In [1]:
import json
from pathlib import Path
from nltk.tokenize import word_tokenize
from nltk.corpus import stopwords
from nltk.stem import PorterStemmer
import string
import time

In [2]:
cleaned_folder = Path('./../../data/cleaned')
output_folder = Path('./../../data/preprocessing/stemming')
output_folder.mkdir(parents=True, exist_ok=True)

In [3]:
import nltk
from nltk.tokenize import word_tokenize

# Tambahkan path ke resource lokal
nltk.data.path.append('Stemming-vs-Lemmatization-on-LDA-Topic-Modelling/envtextminning/lib/python3.10/site-packages/nltk_data')

# Download jika belum tersedia
nltk.download('punkt_tab', download_dir='Stemming-vs-Lemmatization-on-LDA-Topic-Modelling/envtextminning/lib/python3.10/site-packages/nltk_data')
nltk.download('stopwords', download_dir='Stemming-vs-Lemmatization-on-LDA-Topic-Modelling/envtextminning/lib/python3.10/site-packages/nltk_data')

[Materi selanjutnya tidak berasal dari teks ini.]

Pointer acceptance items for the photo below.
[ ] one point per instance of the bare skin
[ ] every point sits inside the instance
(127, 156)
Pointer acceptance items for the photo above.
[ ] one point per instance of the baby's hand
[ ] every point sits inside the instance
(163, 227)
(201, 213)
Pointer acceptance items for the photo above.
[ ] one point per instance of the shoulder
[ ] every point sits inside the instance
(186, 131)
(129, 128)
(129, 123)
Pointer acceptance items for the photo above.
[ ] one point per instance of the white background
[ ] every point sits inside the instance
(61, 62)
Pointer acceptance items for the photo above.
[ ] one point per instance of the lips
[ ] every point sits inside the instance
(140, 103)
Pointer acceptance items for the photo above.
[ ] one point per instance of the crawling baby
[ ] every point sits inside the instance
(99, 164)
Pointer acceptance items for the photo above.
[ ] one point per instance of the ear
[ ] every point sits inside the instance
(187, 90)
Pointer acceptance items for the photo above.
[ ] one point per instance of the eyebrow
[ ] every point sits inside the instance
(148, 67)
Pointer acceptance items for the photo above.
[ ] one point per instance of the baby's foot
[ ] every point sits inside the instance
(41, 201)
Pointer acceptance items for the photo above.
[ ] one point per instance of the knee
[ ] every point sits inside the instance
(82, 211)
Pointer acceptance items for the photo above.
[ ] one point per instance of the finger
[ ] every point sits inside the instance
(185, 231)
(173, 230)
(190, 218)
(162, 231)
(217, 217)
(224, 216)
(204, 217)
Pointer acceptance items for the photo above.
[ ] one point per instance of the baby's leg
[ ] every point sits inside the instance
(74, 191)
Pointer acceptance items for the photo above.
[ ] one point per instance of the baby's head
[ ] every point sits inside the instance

[nltk_data] Downloading package punkt_tab to Stemming-vs-
[nltk_data]     Lemmatization-on-LDA-Topic-
[nltk_data]     Modelling/envtextminning/lib/python3.10/site-
[nltk_data]     packages/nltk_data...
[nltk_data]   Package punkt_tab is already up-to-date!
[nltk_data] Downloading package stopwords to Stemming-vs-
[nltk_data]     Lemmatization-on-LDA-Topic-
[nltk_data]     Modelling/envtextminning/lib/python3.10/site-
[nltk_data]     packages/nltk_data...
[nltk_data]   Package stopwords is already up-to-date!


True

In [4]:
stemmer = PorterStemmer()
stop_words = set(stopwords.words('english'))
punct_table = str.maketrans('', '', string.punctuation)

In [5]:
def preprocess_stemming(text):
    tokens = word_tokenize(text.lower())
    tokens = [t.translate(punct_table) for t in tokens]          # hapus tanda baca
    tokens = [t for t in tokens if t.isalpha()]                  # hanya huruf
    tokens = [t for t in tokens if t not in stop_words]          # hapus stopword
    stems  = [stemmer.stem(t) for t in tokens]                   # stemming
    return stems

In [6]:
# Loop semua file JSON cleaned abstracts
for file_path in cleaned_folder.glob('cleaned_abstracts_*.json'):
    print(f'🔍 Processing file: {file_path.name}')
    
    try:
        year = file_path.stem.split('_')[-1]
    except IndexError:
        print(f"⚠️  Skipping file {file_path.name} (invalid format)")
        continue

    try:
        with open(file_path, 'r', encoding='utf-8') as f:
            data = json.load(f)
    except Exception as e:
        print(f"❌ Error reading {file_path.name}: {e}")
        continue

    processed_abstracts = []
    start_time = time.time()
    for item in data:
        abs_text = item.get('abstract', '')
        if isinstance(abs_text, str) and abs_text.strip():
            try:
                stems = preprocess_stemming(abs_text)
                if isinstance(stems, list):
                    processed_text = " ".join(stems)
                    processed_abstracts.append({
                        "year": year,
                        "abstract": processed_text
                    })
            except Exception as e:
                print(f"⚠️  Error processing abstract: {e}")
                continue
                
     # Simpan hasil
    out_file = output_folder / f'preprocessed_abstracts_stemming_{year}.json'
    try:
        with open(out_file, 'w', encoding='utf-8') as fout:
            json.dump(processed_abstracts, fout, indent=2)
        elapsed = time.time() - start_time
        print(f"✅ Saved {len(processed_abstracts)} abstracts for year {year} to {out_file}")
        print(f"⏱️ Waktu proses {year}: {elapsed:.2f} detik\n")
    except Exception as e:
        print(f"❌ Error saving file {out_file}: {e}")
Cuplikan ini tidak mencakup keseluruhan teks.